Evidentemente, ao longo dos séculos, esta correlação passou por enormes transformações, com as diferentes manifestações religiosas, em suas mais variadas formas institucionalizadas, acompanhando o desenvolvimento dos meios de comunicação, impregnando-os e, até há bem pouco, submetendo-os aos seus valores e suas injunções. Com o advento da modernidade e o paulatino eclipse do sagrado que trouxe, como consequência, o enrijecimento e a cristalização de certas formas históricas das manifestações da religiosidade, observou-se, por um tempo, um certo descompasso entre estas e o mundo da comunicação. Entretanto, este desencontro não persistiu. E isto porque a religião, como assinalam diferentes estudiosos, é parte essencial e dinâmica do processo de construção das formas culturais, na medida em que se constituem em sistemas de símbolos que dão sentido e significado para as formas de representação da realidade. Com o eclipse das formas tradicionais cristalizadas e consagradas pelas instituições religiosas, certas funções de representação da realidade, portadoras de sentido e significação, migraram para outros âmbitos que ganharam assim insuspeitas dimensões de sacralidade. Ou seja, a separação entre sagrado e profano perdeu suas fronteiras claras e distintas.

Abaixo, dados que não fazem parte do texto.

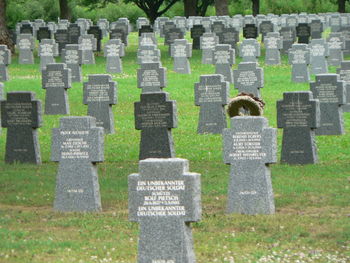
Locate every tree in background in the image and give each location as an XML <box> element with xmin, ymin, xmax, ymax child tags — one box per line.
<box><xmin>0</xmin><ymin>0</ymin><xmax>15</xmax><ymax>53</ymax></box>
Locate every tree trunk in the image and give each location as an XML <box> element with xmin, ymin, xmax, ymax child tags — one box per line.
<box><xmin>252</xmin><ymin>0</ymin><xmax>260</xmax><ymax>16</ymax></box>
<box><xmin>338</xmin><ymin>0</ymin><xmax>346</xmax><ymax>13</ymax></box>
<box><xmin>184</xmin><ymin>0</ymin><xmax>197</xmax><ymax>18</ymax></box>
<box><xmin>59</xmin><ymin>0</ymin><xmax>72</xmax><ymax>21</ymax></box>
<box><xmin>215</xmin><ymin>0</ymin><xmax>228</xmax><ymax>16</ymax></box>
<box><xmin>0</xmin><ymin>0</ymin><xmax>15</xmax><ymax>53</ymax></box>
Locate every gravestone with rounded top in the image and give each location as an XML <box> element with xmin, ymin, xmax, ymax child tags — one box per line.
<box><xmin>194</xmin><ymin>74</ymin><xmax>230</xmax><ymax>134</ymax></box>
<box><xmin>51</xmin><ymin>116</ymin><xmax>104</xmax><ymax>212</ymax></box>
<box><xmin>277</xmin><ymin>91</ymin><xmax>320</xmax><ymax>164</ymax></box>
<box><xmin>0</xmin><ymin>91</ymin><xmax>42</xmax><ymax>164</ymax></box>
<box><xmin>310</xmin><ymin>73</ymin><xmax>346</xmax><ymax>135</ymax></box>
<box><xmin>222</xmin><ymin>116</ymin><xmax>277</xmax><ymax>214</ymax></box>
<box><xmin>288</xmin><ymin>44</ymin><xmax>310</xmax><ymax>82</ymax></box>
<box><xmin>42</xmin><ymin>63</ymin><xmax>72</xmax><ymax>115</ymax></box>
<box><xmin>83</xmin><ymin>74</ymin><xmax>117</xmax><ymax>134</ymax></box>
<box><xmin>134</xmin><ymin>92</ymin><xmax>177</xmax><ymax>160</ymax></box>
<box><xmin>128</xmin><ymin>158</ymin><xmax>202</xmax><ymax>263</ymax></box>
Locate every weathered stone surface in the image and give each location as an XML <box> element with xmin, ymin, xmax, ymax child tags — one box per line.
<box><xmin>51</xmin><ymin>116</ymin><xmax>104</xmax><ymax>212</ymax></box>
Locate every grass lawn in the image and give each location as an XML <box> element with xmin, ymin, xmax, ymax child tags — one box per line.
<box><xmin>0</xmin><ymin>33</ymin><xmax>350</xmax><ymax>263</ymax></box>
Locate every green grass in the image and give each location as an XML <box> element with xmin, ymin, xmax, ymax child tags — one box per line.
<box><xmin>0</xmin><ymin>33</ymin><xmax>350</xmax><ymax>263</ymax></box>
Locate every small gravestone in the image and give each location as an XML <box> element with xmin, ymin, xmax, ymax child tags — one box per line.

Nesta edição de Tempo & Presença, ainda que de forma limitada, seus articulistas refletem sobre esse processo revelando, de distintas perspectivas, as formas pelas quais os meios de comunicação, especialmente a mídia televisiva e eletrônica, vão ganhando uma aura de sacralidade, transformando-se em sistemas de símbolos que explicam e dão sentido à realidade e, por outro lado, como as manifestações da religiosidade, cada dia mais individualizadas e subjetivistas, vão se secularizando, espetacularmente, nos mais diferentes e variados “Shows da Fé”.
É isso aí.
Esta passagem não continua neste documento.